On est à la limite toujours dans l’ordre du classique pour ce qui est d’une communication gouvernementale, même si c’est intéressant de voir que l’on communique désormais de la même manière sur une réforme du code du travail que sur un état d’urgence. D’un coté, on essaye de faire croire aux citoyens que leur liberté passe par plus de sécurité (comprenez plus de flicage), de l’autre on essaye de faire croire à ces mêmes citoyens qu’on pourra sauvegarder leur sécurité au travail tout en donnant plus de liberté aux employeurs (comprenez, en fliquant moins les employeurs). On pourrait débattre ailleurs de la qualité de cette loi El Khomri, mais sur ce rapport liberté/sécurité, le bilan de l’état d’urgence donne déjà une petite idée de ce qui peut nous attendre quand on essaye de mélanger les deux concepts.

 

« Vous n’avez pas compris. »

 

Autre méthode classique, qui a néanmoins probablement perdu de son efficacité, le coup de la « pédagogie. ». L’idée est simple, si vous n’êtes pas d’accord avec nous, c’est tout simplement que vous n’avez pas compris ce que l’on vous proposait ! Vous vous souvenez probablement de l’usage intensif de cette technique utilisée par le gouvernement Chirac à l’occasion du référendum sur la constitution européenne. A l’époque on le répétait à l’envie : si les français ne veulent pas de cette constitution, c’est qu’ils ne l’avaient pas comprise ! D’ailleurs les français ne l’avaient tellement pas comprise qu’on se garda bien de prendre leur avis en considération au final.

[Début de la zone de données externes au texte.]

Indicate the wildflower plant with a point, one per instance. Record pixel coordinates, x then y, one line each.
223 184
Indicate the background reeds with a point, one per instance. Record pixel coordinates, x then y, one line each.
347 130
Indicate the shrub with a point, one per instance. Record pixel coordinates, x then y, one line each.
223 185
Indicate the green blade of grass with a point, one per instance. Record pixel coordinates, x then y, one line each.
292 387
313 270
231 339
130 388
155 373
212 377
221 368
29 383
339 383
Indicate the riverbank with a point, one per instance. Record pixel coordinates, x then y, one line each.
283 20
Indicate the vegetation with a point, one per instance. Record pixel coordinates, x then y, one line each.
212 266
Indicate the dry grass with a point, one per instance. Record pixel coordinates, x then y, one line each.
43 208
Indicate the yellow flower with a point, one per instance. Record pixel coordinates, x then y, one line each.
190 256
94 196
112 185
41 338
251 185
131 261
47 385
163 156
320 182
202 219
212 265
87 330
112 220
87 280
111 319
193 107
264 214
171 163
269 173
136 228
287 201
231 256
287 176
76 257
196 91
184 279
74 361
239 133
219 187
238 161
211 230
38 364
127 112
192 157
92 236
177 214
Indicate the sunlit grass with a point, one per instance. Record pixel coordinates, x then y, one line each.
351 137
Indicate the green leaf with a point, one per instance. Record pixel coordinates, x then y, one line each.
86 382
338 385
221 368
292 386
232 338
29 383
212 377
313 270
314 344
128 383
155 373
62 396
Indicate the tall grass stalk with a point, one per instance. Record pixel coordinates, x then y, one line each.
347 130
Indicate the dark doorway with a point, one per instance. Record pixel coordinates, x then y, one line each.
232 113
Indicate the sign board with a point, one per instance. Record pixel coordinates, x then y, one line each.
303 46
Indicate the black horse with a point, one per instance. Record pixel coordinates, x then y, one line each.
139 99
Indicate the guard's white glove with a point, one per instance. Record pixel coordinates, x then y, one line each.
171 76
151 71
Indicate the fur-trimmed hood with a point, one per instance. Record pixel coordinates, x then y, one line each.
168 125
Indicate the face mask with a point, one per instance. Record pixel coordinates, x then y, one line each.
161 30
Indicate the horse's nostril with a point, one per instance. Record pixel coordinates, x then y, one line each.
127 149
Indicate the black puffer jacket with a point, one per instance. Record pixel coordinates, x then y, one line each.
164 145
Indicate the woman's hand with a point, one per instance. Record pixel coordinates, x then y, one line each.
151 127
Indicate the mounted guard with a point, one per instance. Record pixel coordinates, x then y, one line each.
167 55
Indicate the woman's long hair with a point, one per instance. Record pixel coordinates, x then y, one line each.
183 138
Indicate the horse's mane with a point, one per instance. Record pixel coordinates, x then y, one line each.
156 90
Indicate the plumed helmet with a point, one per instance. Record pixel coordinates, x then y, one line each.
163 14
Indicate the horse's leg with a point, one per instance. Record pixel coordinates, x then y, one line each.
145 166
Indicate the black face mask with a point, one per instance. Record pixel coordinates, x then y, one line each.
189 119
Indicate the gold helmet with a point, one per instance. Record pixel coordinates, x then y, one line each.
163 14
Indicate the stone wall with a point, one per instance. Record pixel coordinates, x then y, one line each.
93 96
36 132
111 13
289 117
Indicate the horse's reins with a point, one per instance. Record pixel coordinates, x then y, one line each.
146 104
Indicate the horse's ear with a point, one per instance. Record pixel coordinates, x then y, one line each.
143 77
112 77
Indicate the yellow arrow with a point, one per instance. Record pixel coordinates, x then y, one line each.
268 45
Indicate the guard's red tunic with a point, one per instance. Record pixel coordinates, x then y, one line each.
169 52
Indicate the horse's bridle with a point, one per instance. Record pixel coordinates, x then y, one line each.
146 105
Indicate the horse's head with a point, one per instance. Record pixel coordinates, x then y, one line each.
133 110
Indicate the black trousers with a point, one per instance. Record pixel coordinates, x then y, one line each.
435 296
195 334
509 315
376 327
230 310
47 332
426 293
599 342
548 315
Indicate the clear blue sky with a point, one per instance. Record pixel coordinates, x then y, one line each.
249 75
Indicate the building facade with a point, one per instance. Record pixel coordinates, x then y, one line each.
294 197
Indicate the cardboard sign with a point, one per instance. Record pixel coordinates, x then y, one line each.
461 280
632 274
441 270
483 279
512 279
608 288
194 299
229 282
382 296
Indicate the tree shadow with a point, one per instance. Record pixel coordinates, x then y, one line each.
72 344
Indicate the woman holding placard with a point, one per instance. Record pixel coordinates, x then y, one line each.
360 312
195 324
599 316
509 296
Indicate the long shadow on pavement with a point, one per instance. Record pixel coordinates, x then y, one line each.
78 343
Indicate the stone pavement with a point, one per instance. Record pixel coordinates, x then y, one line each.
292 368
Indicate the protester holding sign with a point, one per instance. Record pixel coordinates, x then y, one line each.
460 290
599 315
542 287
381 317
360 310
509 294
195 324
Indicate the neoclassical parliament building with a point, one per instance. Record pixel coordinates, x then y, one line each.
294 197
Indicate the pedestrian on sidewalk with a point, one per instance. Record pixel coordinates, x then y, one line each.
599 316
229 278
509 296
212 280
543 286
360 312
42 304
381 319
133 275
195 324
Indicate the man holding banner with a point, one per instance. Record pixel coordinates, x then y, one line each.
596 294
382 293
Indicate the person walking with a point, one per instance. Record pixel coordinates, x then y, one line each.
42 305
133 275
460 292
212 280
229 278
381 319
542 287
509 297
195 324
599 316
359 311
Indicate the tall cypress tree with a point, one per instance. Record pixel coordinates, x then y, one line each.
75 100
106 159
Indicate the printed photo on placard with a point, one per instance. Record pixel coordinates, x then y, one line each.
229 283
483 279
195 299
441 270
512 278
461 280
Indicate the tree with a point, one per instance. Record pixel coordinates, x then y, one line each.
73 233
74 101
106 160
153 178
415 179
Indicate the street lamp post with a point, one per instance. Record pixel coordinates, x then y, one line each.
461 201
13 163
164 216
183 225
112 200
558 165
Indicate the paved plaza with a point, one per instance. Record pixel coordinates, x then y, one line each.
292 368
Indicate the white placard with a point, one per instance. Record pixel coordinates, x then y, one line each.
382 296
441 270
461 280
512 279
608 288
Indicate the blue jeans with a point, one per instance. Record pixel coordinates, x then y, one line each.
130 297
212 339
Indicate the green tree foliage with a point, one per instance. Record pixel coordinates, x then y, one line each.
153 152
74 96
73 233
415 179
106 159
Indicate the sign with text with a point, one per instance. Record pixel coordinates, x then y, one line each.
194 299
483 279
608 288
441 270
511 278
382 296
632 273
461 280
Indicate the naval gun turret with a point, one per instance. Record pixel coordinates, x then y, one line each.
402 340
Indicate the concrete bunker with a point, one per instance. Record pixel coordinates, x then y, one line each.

A cette époque, en plus de la mise à mort du concept du référendum, on pensait que l’idée de la « pédagogie » allait aussi être remisée au placard pour toujours tant elle avait montré son inefficacité. Que nenni, face à la grogne des syndicats et des étudiants, le cabinet de Myriam El Khomri, visiblement chapeauté par Manuel Valls, remet ça. Les jeunes ont peur pour leur avenir ? Mais c’est « absurde » ! On va donc prendre le temps (15 jours) pour reformuler les choses, et surtout éclaircir les idées des jeunes sur ce projet de loi a propos duquel des idées fausses circuleraient. Le gouvernement ne fera pas les choses à moitié, en envoyant carrément un mail à tout les signataires de la pétition sous la forme d’un vraix/faux bien binaire. Comme on le disait plus haut, technique plus très efficace, puisque la pétition a dépassé la barre du million de signatures depuis (même s’il semble facile d’y signer dix fois d’affilée sans alerter personne).

 

« La guerre c’est la paix. »

 

On serait franchement tenté d’y aller avec les gros sabots en dénonçant une propagande dictatoriale du futur s’il ne s’agissait pas d’incroyables aveux d’impuissance, d’autant que cette manipulation des mots et des concepts se retrouve dans la presse. Notamment, certes, à cause des communiqués de presse officiels repris par les journalistes, mais pas que. Certains zélés poussent l’affaire plus loin, et d’autres, paresseux, reprennent. Ainsi, on entend désormais de manière régulière et sans que personne ne réagisse, que ce mouvement de gauche anti-libéral qui crie plus fort de jour en jour, serait dût à un « surmoi marxiste ». Bref, à une sorte de maladie psychiatrique se manifestant chez un sujet plus ou moins irrationnel et sévèrement atteint. Personne n’accuse pourtant Pierre Gattaz d’agir avec un surmoi Smithien, à croire que la maladie ne se trouverait que dans un camp, et tant qu’à faire, celui des opposants.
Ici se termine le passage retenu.